When using Consul’s K/V store for application configuration and metadata, we recommend the following to optimize performance:

  • Values must be below 512 KB and transactions should be below 64 operations.
  • The keyspace must be well bound. While 10,000 keys may not affect performance, millions of keys are more likely to cause performance issues.
  • Total data size must fit in memory, with additional room for indexes. We recommend that the in-memory size is 3 times the raw key value size.
  • Total data size should remain below 1 GB. Larger snapshots are possible on suitably fast hardware, but they significantly increase recovery times and the operational complexity needed for replication. We recommend limiting data size to keep the cluster healthy and able to recover during maintenance and outages.
  • The K/V store is optimized for reading. To know when you need to make changes to server resources and capacity, we recommend carefully monitoring update rates after they exceed more than a hundred updates per second across the cluster.
  • We recommend that you do not use the K/V store as a general purpose database or object store.

In addition, we recommend that you do not use the blocking query mechanism to listen for updates when your K/V store’s update rate is high. When a K/V result is updated too fast, blocking query loops degrade into busy loops. These loops consume excessive client CPU and cause high server load until appropriately throttled. Watching large key prefixes is unlikely to solve the issue because returning the entire key prefix every time it updates can quickly consume a lot of bandwidth.

Backend for Vault

At scale, using Consul as a backend for Vault results in increased memory and CPU utilization on Consul servers. It also produces unbounded growth in Consul’s data persistence layer that is proportional to both the amount of data being stored in Vault and the rate the data is updated.

In situations where Consul handles large amounts of data and has high write throughput, we recommend adding monitoring for the capacity and health of raft replication on servers. If the server experiences heavy load when the size of its stored data is large enough, a follower may be unable to catch up on replication and become a voter after restarting. This situation occurs when the time it takes for a server to restore from disk takes longer than it takes for the leader to write a new snapshot and truncate its logs. Refer to Raft snapshots for more information.
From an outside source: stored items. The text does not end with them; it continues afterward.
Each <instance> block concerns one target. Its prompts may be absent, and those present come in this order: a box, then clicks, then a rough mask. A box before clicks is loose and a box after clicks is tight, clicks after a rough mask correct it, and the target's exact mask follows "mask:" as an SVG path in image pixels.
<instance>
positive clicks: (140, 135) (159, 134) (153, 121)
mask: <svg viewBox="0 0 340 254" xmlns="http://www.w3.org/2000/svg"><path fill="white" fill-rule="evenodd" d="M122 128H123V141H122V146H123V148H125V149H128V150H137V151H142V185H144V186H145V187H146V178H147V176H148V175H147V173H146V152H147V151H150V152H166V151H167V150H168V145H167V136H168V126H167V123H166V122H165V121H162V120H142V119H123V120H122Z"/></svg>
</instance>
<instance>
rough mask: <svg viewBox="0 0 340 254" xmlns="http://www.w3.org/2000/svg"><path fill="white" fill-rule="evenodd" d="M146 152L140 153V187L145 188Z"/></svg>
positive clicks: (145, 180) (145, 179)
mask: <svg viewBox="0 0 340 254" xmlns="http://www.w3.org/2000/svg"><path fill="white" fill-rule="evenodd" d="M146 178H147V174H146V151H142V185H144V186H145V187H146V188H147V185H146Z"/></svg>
Vault v1.4 and higher provides integrated storage as its recommended storage option. If you currently use Consul as a storage backend for Vault, we recommend switching to integrated storage. For a comparison between Vault’s integrated storage and Consul as a backend for Vault, refer to storage backends in the Vault documentation. For detailed guidance on migrating the Vault backend from Consul to Vault’s integrated storage, refer to the storage migration tutorial. Integrated storage improves resiliency by preventing a Consul outage from also affecting Vault functionality.